Why is this happening?

We aren’t alone, but the problems seem particularly acute in Canada. The root can partly be traced back to “user fees” introduced in the mid-90s, which the federal government began collecting from industry to help run the drug regulatory system. Prior to this, Health Canada (HC) was solely funded from tax dollars with a primary responsibility to the citizenry. Now it’s getting about half of the cost of running the drug regulatory system from the industry. So now it has two masters and there’s evidence that the introduction of user fees along with other initiatives to reduce regulation has biased the way HC operates in favour of drug companies.

What solutions could you propose?

Restore full funding for the drug regulatory system from public money. Also, HC must become much more transparent in the information it releases. We need to see what kind of information the drug companies give to HC when they try to get drugs on the market, how HC evaluates that information, and for HC to become much more aggressive in monitoring safety issues.
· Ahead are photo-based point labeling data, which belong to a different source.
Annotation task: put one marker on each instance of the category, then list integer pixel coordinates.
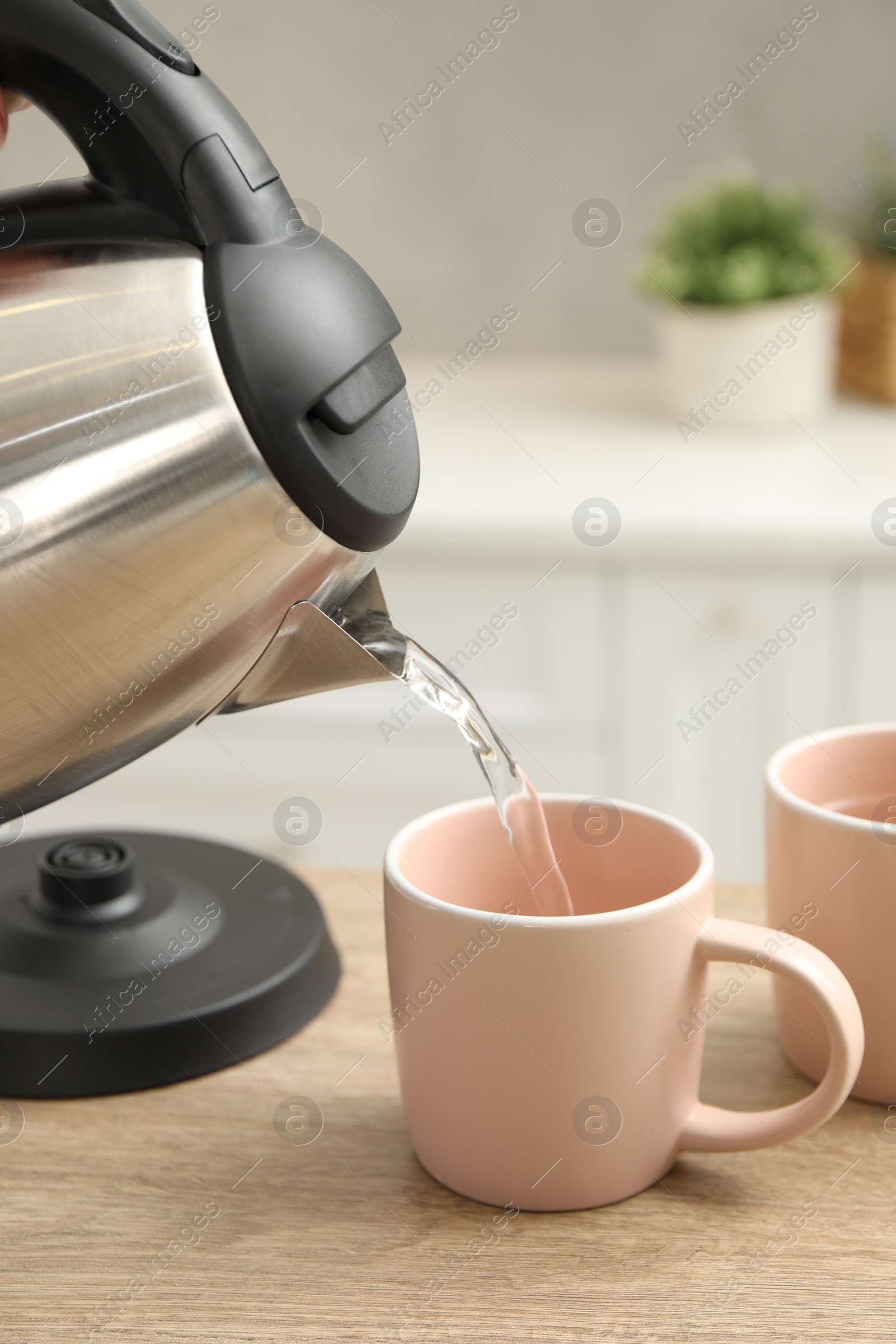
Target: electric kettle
(204, 436)
(204, 447)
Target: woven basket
(868, 331)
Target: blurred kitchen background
(567, 118)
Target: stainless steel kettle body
(197, 469)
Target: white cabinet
(610, 648)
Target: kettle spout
(316, 652)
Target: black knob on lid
(88, 871)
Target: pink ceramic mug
(554, 1062)
(830, 851)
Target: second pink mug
(554, 1062)
(830, 851)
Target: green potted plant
(745, 319)
(868, 330)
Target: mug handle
(712, 1130)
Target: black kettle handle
(151, 127)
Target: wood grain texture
(347, 1238)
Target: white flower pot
(759, 365)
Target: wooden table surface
(348, 1238)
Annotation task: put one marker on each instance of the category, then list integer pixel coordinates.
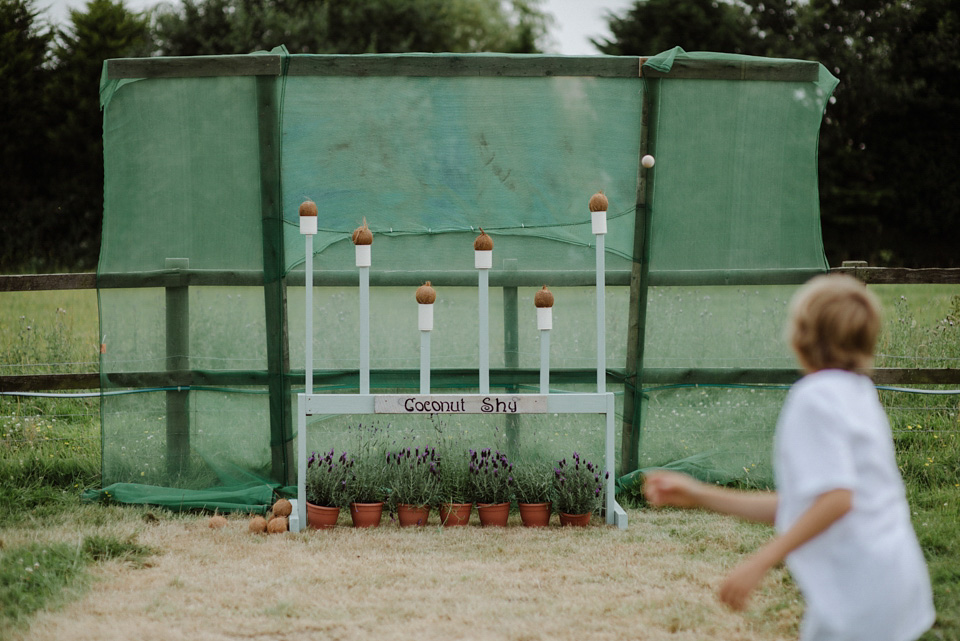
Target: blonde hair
(834, 324)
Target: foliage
(414, 476)
(455, 477)
(577, 488)
(889, 141)
(367, 481)
(491, 476)
(35, 576)
(40, 575)
(532, 482)
(349, 26)
(51, 141)
(327, 475)
(653, 26)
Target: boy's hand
(670, 488)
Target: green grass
(36, 576)
(50, 449)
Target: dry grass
(656, 580)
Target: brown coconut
(258, 525)
(277, 525)
(362, 234)
(598, 202)
(483, 242)
(308, 208)
(282, 507)
(217, 522)
(426, 294)
(543, 298)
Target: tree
(890, 139)
(652, 26)
(23, 168)
(23, 74)
(349, 26)
(104, 29)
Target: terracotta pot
(366, 514)
(576, 520)
(493, 514)
(535, 514)
(320, 517)
(412, 515)
(452, 514)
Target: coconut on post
(483, 251)
(598, 212)
(362, 240)
(543, 301)
(426, 297)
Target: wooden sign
(460, 404)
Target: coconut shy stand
(600, 402)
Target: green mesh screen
(201, 278)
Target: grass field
(73, 570)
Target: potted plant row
(412, 480)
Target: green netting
(201, 271)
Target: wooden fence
(872, 275)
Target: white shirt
(864, 578)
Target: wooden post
(639, 285)
(274, 287)
(178, 360)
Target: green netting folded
(245, 498)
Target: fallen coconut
(258, 525)
(282, 508)
(277, 525)
(217, 522)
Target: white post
(544, 324)
(308, 227)
(599, 230)
(484, 343)
(425, 320)
(424, 362)
(301, 463)
(308, 231)
(364, 327)
(545, 361)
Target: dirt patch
(429, 583)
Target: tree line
(889, 151)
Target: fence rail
(91, 380)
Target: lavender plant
(327, 477)
(577, 486)
(413, 475)
(491, 476)
(532, 482)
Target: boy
(840, 509)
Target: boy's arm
(827, 509)
(679, 490)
I advocate that Canada should pick and choose among the best practices internationally.

But don’t intellectual property rights protect the information drug companies share with HC?
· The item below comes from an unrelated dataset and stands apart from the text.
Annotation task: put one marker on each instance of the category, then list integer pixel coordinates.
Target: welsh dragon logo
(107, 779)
A lot of the data is deemed confidential business information, and as such won’t be released by HC unless the companies agree to it. But other countries seem to make it work. New Zealand has the best model on pricing. It’s very aggressive about how it deals with companies, and its citizens pay considerably less than Canadians. The European Medicines Agency is currently doing the best job on transpa­rency. They proactively release large volumes of material to their public website. In the US, the FDA certainly has problems, but is also much more public in what it discloses.

Doctors and pharmaceutical companies interact as well. What are the issues you see in their relationship?
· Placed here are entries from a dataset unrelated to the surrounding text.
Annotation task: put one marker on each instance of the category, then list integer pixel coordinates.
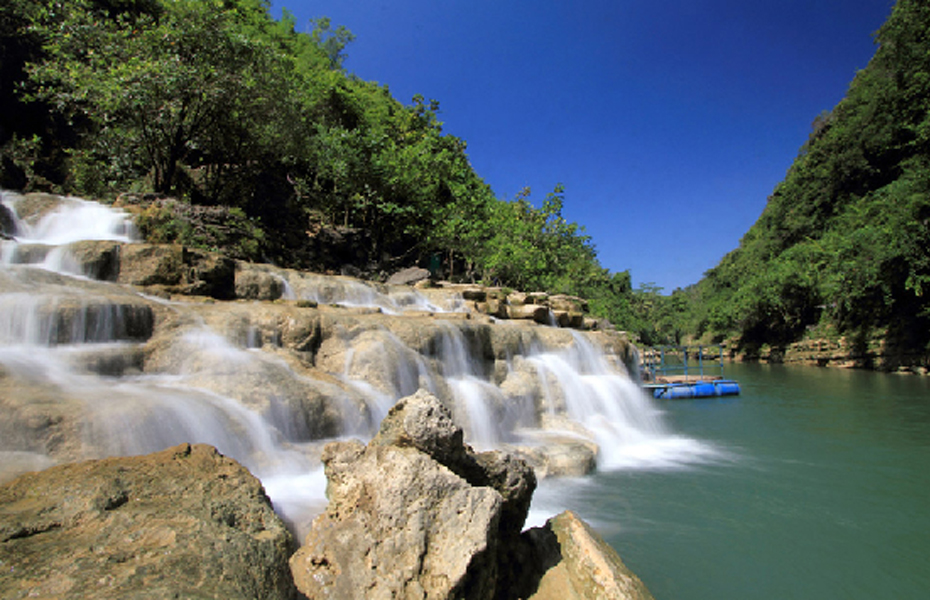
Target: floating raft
(673, 372)
(693, 389)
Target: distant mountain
(843, 245)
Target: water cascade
(96, 368)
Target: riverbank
(874, 353)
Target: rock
(184, 522)
(534, 312)
(180, 270)
(568, 303)
(475, 294)
(149, 264)
(97, 259)
(416, 514)
(258, 285)
(578, 564)
(408, 276)
(7, 222)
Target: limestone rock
(180, 270)
(405, 517)
(97, 259)
(258, 285)
(408, 276)
(568, 303)
(533, 312)
(579, 565)
(184, 522)
(7, 222)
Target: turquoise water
(821, 489)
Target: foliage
(843, 240)
(216, 104)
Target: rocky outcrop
(179, 270)
(252, 284)
(7, 223)
(408, 276)
(185, 522)
(573, 563)
(418, 514)
(415, 514)
(846, 352)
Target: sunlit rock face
(112, 347)
(184, 522)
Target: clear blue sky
(668, 121)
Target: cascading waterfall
(74, 220)
(86, 347)
(627, 426)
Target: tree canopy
(214, 102)
(843, 244)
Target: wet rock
(577, 564)
(258, 285)
(568, 303)
(7, 222)
(179, 270)
(532, 312)
(407, 519)
(408, 276)
(96, 259)
(184, 522)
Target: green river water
(821, 489)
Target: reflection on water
(826, 495)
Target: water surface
(821, 489)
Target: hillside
(842, 248)
(217, 104)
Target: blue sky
(668, 121)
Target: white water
(211, 395)
(74, 220)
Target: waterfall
(91, 369)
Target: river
(820, 489)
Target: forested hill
(218, 105)
(843, 245)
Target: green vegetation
(843, 245)
(216, 104)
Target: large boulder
(258, 285)
(577, 564)
(178, 270)
(7, 222)
(185, 522)
(415, 514)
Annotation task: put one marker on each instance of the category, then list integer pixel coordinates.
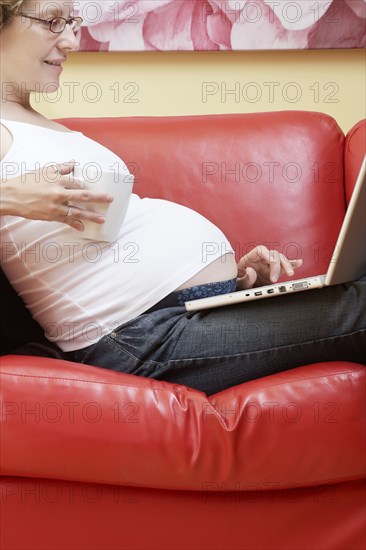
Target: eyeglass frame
(50, 21)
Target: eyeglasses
(58, 24)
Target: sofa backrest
(272, 178)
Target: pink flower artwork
(172, 25)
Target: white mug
(119, 185)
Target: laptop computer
(348, 262)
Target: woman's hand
(263, 267)
(45, 195)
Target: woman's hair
(8, 8)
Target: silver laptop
(348, 262)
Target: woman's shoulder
(32, 118)
(6, 140)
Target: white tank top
(80, 290)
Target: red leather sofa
(97, 460)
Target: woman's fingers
(269, 264)
(247, 280)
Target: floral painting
(166, 25)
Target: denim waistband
(178, 297)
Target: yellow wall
(180, 83)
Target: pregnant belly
(221, 269)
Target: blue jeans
(212, 350)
That relationship really solidified back in the 50s and early 60s when they faced a common enemy in the federal government. The profession was very worried about the introduction of Medicare and bitterly opposed it, and drug companies worried that patents would be stripped. Although that relationship has weakened over the years, it still exists. The Ontario government has just announced plans to make drug companies disclose payments to doctors and health care institutions. Over $500 million annually is spent by industry marketing products to doctors, who, despite what they think, are vulnerable regarding the information they get from industry, leading to problems with the way they prescribe.

A problem very much in the public eye is the looming failure of many antibiotics. Why is this happening?

Drug companies behave like any rational economic actor and want the best return on their money. Antibiotics fail on a number of fronts. They’re only used short-term. Drug companies want products that are used for a lifetime because that’s where the money is. New antibiotics, if they are used rationally, will only be used very occasionally, and kept in reserve for when other medications don’t work. All of these things inhibit drug companies from being interested in developing new antibiotics.

Is there a role for government here?

Government already finances the bulk of the basic research which companies translate into new medications, and should be looking at directly getting into the development of new drugs, possibly through crown corporations, and especially in areas with high medical need but relatively low commercial value to industry. Canada can’t do this on its own, but could champion a coordinated international initiative.

You’ve spent decades investigating these issues. Why?

What’s driven my interest is a desire for social justice. Also, as part of the profession I think that we’ve been given a privilege to be able to help people, and so have to be free of conflict of interest.